Aggregated Fuzzy Soft Rule Interaction and Root Mean Square (RMS) Based Acoustic Instability Modelling for Vocal Vulnerability Assessment
Abstract
Vocal vulnerability assessment is challenging because acoustic deterioration often occurs gradually rather than through sharp diagnostic boundaries. Traditional threshold-based systems may therefore misrepresent transitional vocal states, while classical fuzzy inference models can lose clinically relevant information by suppressing weaker rule activations. This paper proposes an aggregated fuzzy soft rule interaction framework integrated with Root Mean Square (RMS)-based instability modelling for vocal vulnerability assessment. The aggregation operator incorporates all active fuzzy rule contributions, preserving subtle acoustic interactions, while the RMS instability measure quantifies oscillatory variability using dominant memberships derived from fundamental frequency and vocal perturbation index.

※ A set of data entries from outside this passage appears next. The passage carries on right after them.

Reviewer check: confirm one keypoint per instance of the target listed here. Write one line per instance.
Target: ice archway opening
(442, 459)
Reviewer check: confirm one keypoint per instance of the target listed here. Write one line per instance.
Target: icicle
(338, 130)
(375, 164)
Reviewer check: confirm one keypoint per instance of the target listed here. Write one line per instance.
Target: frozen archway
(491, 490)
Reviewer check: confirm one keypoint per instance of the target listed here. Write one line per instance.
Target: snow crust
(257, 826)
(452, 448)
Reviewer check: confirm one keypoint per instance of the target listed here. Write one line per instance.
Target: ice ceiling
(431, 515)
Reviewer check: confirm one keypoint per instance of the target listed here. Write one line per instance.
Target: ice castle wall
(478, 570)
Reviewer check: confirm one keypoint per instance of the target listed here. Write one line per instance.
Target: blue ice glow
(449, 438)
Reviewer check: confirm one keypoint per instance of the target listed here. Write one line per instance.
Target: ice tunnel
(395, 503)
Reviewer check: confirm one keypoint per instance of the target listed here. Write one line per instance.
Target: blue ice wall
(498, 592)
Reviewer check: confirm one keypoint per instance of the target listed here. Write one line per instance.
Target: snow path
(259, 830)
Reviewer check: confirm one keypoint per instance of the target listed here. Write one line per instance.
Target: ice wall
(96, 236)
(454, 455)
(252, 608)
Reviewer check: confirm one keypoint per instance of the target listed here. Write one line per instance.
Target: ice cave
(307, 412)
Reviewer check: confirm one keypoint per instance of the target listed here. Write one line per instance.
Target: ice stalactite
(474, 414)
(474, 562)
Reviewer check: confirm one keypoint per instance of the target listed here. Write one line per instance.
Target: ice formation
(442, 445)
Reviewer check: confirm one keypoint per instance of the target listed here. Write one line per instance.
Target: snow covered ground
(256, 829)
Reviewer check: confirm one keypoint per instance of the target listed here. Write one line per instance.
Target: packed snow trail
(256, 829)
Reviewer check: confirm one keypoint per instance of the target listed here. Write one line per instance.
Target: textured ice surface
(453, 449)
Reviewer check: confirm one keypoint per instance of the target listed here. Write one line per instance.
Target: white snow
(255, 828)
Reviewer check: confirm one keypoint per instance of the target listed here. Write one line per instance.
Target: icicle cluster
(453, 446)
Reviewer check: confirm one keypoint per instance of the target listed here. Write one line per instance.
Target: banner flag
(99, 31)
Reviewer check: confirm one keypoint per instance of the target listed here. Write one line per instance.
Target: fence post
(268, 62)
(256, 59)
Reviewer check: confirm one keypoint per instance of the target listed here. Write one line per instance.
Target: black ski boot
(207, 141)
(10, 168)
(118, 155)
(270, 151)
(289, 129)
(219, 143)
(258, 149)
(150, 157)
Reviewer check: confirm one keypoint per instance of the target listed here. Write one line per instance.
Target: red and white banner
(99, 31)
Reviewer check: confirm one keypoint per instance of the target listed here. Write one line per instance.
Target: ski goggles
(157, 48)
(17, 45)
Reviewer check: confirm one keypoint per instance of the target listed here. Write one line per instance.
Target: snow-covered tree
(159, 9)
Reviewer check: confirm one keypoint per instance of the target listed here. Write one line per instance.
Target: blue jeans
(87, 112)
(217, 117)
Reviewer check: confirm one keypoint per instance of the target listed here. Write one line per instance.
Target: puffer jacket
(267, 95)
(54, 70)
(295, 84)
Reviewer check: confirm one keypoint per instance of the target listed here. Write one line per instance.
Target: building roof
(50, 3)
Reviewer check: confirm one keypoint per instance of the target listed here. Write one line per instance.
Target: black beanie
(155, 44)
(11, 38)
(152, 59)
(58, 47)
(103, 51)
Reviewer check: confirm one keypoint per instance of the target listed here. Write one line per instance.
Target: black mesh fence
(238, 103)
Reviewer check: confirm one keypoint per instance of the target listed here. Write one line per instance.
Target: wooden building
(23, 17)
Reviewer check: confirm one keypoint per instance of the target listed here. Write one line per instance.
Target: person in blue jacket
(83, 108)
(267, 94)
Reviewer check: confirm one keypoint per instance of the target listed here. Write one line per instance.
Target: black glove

Five theorems are rigorously established: boundedness of aggregation, monotonicity, boundedness of RMS instability, continuity, and perturbation stability. These results are proved for arbitrary dimensions involving p ≥ 1 acoustic parameters, qr ≥ 2 linguistic categories, and n ≥ 1 patients, showing that the framework is not restricted to the specific 3 × 3 = 9 rule structure used in the numerical study. Practical validity is illustrated through two numerical examples for each theorem. Statistical validation on 20 patient cases shows a strong positive correlation between aggregated rule interaction and RMS instability (r = 0.827, p < 0.001), while sensitivity analysis confirms the theoretical perturbation bound with Lipschitz constant L = 1. Diagnostic thresholds and algorithmic pseudocode are also provided to support reproducibility. The framework offers a mathematically rigorous and clinically interpretable approach to uncertainty-driven biomedical acoustic assessment.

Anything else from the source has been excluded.